Mike Vick announced this week that he’d like to coach football now that his playing days are over.

The quarterback retired this offseason and now the former Atlanta Falcon is exploring his post-NFL options. ESPN and others are gaga over Vick’s possible plans to coach. In fact they seem to have a Chris Matthews-esque tingle up their leg about it. After all, Vick is one of their favorites. He’s most certainly their favorite dog electrocutor/hanger/shooter/drowner. Kordell Stewart has nothing on Vick’s versatility when it comes to torturing and killing animals. Mr. Vick is the true ‘Slash’.

Vick’s NFL career came crashing down in 2007 after he pled guilty for his involvement in a gruesome dog fighting ring. The signal caller spent 21 months in federal prison. He was released by Atlanta shortly before leaving prison. Much to the joy of those who put football above all things, Vick got another chance in the pros with the Philadelphia Eagles. He also spent time with the New York Jets and Pittsburgh Steelers. Despite years of forcing dogs through the ‘rape machine’, Vick was once again a welcomed part of Roger Goodell’s football machine. The same league that has shunned Tim Tebow embraced Vick with open arms.

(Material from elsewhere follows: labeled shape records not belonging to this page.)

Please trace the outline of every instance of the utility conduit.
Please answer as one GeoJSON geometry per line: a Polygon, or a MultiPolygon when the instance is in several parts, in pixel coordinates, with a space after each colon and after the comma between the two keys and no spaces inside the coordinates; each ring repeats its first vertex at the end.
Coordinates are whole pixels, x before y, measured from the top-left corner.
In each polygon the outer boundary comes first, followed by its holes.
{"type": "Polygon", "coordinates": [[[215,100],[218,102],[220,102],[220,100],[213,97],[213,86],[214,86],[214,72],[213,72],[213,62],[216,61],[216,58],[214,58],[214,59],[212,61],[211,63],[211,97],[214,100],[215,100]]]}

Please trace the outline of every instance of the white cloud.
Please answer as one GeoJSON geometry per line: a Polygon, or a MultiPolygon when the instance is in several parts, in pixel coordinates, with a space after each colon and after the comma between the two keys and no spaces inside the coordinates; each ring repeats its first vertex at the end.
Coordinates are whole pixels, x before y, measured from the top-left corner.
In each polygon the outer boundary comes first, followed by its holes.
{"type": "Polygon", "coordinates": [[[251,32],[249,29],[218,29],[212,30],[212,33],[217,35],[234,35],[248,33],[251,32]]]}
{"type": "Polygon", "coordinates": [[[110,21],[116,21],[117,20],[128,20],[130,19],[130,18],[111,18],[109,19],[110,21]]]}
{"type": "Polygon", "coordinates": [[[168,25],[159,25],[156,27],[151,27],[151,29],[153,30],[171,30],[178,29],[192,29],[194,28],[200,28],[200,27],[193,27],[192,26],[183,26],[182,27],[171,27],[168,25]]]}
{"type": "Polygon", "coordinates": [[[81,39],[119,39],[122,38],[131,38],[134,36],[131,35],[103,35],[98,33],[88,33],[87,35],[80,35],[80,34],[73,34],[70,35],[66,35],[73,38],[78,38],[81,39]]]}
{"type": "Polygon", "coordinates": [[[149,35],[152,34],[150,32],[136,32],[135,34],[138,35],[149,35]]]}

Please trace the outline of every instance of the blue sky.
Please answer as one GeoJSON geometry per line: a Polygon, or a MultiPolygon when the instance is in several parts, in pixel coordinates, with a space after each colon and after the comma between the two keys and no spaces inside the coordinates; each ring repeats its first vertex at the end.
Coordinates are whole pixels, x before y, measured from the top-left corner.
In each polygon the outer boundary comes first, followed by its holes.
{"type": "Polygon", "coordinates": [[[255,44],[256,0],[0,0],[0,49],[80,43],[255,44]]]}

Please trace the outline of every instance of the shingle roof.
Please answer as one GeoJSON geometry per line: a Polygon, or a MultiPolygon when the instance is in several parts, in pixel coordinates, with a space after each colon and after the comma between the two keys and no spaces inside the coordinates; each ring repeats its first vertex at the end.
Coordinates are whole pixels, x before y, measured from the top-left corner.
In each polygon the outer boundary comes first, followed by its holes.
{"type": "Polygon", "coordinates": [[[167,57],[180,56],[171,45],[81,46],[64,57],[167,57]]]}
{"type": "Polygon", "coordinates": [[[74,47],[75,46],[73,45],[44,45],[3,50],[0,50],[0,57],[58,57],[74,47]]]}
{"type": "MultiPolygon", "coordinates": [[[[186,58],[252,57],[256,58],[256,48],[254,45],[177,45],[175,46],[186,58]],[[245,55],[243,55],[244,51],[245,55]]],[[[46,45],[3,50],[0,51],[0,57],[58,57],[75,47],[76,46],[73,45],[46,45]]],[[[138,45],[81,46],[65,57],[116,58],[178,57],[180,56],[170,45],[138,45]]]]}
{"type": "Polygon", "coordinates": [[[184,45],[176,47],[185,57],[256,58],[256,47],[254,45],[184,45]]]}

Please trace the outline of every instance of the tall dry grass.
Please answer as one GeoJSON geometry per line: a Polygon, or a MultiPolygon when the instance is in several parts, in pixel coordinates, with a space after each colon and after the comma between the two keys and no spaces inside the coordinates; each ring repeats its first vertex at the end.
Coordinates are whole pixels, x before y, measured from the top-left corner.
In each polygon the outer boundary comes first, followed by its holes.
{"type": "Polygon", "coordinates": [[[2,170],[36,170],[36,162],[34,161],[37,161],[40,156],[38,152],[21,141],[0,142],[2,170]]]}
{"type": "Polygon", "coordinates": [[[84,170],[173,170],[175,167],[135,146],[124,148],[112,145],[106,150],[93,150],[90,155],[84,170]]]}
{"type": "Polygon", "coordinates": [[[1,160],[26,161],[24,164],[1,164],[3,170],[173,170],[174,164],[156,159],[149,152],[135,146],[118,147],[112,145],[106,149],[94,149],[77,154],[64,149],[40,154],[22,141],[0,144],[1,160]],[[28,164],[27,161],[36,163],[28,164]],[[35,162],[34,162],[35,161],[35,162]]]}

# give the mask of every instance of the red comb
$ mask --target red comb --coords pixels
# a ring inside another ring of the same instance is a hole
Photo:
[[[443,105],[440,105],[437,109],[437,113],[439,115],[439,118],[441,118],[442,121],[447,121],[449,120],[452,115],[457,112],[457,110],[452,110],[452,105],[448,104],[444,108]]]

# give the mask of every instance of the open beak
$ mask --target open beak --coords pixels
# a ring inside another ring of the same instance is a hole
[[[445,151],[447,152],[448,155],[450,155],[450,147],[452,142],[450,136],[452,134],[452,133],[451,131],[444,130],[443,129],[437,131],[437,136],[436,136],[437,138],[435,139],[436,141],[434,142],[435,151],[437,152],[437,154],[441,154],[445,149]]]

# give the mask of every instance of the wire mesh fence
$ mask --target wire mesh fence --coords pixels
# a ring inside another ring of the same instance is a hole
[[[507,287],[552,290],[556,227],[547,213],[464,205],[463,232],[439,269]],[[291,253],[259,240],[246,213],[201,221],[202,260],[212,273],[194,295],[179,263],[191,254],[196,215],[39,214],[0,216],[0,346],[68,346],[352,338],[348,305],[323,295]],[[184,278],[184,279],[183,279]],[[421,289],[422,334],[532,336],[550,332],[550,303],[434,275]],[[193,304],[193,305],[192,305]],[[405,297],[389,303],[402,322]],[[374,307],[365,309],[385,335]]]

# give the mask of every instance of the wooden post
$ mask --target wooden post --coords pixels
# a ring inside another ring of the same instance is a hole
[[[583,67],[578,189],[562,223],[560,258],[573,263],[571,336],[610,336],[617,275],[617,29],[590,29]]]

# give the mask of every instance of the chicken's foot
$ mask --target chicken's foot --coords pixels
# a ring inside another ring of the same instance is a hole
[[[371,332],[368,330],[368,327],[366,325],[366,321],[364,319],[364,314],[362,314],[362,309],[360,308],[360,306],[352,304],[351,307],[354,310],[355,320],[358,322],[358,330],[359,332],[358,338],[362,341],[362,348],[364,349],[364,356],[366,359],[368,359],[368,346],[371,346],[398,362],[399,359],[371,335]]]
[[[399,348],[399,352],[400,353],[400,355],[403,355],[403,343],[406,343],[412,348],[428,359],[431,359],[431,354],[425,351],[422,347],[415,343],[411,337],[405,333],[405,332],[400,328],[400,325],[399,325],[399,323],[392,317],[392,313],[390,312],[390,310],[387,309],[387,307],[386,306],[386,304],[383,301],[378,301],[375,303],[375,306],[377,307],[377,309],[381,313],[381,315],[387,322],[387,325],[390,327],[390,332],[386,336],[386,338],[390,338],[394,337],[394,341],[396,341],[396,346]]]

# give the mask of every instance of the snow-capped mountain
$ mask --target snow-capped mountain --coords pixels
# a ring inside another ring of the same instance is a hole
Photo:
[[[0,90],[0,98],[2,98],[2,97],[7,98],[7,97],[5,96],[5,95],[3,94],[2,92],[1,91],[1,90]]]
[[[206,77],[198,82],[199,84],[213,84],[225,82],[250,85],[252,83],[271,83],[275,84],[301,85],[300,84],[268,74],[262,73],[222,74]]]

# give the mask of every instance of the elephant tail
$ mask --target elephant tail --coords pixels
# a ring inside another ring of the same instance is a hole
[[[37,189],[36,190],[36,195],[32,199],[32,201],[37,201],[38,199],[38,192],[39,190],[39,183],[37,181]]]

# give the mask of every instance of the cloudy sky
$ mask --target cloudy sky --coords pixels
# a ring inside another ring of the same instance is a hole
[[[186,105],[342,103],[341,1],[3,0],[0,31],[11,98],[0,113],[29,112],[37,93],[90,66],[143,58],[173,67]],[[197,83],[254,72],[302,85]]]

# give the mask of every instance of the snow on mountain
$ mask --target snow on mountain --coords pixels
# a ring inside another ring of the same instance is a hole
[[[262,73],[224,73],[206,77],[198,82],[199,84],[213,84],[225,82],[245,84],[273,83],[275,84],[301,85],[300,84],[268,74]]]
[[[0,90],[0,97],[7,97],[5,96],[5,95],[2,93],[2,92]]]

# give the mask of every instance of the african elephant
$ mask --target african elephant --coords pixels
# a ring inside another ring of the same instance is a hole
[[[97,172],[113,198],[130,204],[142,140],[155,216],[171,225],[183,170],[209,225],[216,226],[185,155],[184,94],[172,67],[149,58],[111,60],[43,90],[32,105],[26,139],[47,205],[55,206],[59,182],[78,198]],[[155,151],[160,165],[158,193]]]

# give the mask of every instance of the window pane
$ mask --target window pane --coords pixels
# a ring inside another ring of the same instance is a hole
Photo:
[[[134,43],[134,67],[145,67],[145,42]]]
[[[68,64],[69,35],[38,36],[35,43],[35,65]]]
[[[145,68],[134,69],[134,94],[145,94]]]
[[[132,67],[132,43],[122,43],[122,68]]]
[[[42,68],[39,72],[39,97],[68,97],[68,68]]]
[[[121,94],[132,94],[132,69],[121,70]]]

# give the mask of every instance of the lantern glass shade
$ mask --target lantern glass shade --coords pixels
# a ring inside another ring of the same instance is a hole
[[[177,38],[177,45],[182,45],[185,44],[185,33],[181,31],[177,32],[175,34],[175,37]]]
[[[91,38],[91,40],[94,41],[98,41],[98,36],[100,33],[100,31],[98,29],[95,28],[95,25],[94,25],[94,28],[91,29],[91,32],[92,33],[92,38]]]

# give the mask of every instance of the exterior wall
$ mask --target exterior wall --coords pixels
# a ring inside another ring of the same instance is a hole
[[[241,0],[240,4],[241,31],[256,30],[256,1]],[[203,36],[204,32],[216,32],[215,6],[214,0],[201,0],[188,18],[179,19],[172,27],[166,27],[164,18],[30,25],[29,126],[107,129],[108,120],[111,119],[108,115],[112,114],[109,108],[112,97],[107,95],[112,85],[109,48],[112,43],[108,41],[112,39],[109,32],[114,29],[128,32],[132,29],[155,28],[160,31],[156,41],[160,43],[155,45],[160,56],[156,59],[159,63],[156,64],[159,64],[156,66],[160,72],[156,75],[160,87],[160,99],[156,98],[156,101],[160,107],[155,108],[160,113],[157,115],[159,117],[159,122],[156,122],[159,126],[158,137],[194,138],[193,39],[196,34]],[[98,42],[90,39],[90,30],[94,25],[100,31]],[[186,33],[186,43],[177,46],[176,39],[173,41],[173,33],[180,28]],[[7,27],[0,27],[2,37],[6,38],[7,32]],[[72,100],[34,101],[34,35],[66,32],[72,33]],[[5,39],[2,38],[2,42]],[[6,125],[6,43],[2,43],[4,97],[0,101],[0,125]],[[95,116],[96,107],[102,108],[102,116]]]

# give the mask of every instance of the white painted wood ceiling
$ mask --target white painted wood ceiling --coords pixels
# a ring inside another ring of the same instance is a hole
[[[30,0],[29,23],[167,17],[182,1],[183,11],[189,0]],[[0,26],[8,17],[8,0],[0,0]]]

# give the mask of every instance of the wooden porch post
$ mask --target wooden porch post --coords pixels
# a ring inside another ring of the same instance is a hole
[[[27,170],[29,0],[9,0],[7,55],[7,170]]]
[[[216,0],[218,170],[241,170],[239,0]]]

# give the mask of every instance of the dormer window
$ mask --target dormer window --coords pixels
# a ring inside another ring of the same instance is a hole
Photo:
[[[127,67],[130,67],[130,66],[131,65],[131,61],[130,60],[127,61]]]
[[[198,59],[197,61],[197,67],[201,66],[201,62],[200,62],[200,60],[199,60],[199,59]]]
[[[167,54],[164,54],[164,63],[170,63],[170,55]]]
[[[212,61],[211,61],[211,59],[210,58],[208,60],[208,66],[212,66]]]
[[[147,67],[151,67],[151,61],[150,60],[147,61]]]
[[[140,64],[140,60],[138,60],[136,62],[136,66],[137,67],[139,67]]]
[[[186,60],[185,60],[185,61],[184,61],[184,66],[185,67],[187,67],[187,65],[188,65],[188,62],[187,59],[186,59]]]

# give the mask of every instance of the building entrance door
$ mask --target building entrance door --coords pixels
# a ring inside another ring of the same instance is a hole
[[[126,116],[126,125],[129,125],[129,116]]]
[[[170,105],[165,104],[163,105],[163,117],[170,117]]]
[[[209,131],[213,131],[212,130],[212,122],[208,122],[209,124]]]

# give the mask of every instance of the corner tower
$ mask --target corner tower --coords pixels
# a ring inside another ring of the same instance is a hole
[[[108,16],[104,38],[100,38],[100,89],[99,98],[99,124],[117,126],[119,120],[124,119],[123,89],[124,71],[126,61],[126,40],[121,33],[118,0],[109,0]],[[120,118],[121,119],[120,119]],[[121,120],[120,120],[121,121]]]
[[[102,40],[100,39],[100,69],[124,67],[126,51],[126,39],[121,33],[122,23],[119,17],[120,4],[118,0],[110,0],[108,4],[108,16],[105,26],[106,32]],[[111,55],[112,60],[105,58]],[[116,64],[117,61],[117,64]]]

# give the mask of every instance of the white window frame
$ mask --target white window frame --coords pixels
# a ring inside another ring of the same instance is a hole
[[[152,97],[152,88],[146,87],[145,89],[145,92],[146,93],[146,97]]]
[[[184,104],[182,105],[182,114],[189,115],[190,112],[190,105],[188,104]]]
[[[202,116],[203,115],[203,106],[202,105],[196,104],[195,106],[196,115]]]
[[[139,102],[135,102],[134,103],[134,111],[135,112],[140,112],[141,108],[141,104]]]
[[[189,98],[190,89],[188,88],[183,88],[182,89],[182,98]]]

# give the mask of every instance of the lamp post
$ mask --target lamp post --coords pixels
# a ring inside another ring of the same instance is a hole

The love affair with Vick continues for some. ESPN’s Darren Woodson, for one, thinks it’s peachy keen that the man who led the NFL’s Peach State franchise wants to coach. Woodson gushed on air Friday about Vick, saying he has a “great story to tell”. Woodson also alerted the public that Vick would be a grand teacher because he’s had his “ups and downs”. So that’s what we call the mutilation of dogs now? Ups and downs? Thanks, Darren. That’s the type of journalism that the ESPNs, MSNBCs, and CNNs of the world love to spew.

Vick served his penalty for what he did and all NFL teams had the right to sign him. It doesn’t mean the Eagles, Jets, and Steelers had to. But they did. People blindly supported a man who committed evil act after evil act simply because he could scramble with the best of them. He also scrambled the brains of dozens of dogs. Yet Vick is celebrated by many NFLers and by even more media members. Some of these same people are offended by the hunting of wild animals for food but at the same time they chalk up violent fighting rings to the victims being ‘just dogs’.

If things go as expected, Vick will coach on some level soon. Unless he’s busted for something, he’ll probably be roaming the NFL sidelines before too long. The same people who loathe our police and military will praise Vick as some sort of a hero. They’ll tell us he overcame his ‘mistakes’. You know, mistakes. Like leaving the milk out overnight, forgetting to close the garage door, or bludgeoning the skulls of dogs for years. Mistakes.

The media will continue to love this character, while at the same time do everything in its power to bring down good people. You can call them out and not accept their coverage or you can look the other way because the NFL is too high on your priority list. But no matter what, the truth will always be there. Mike Vick is a first ballot Hall of Fame dog killer and not much else.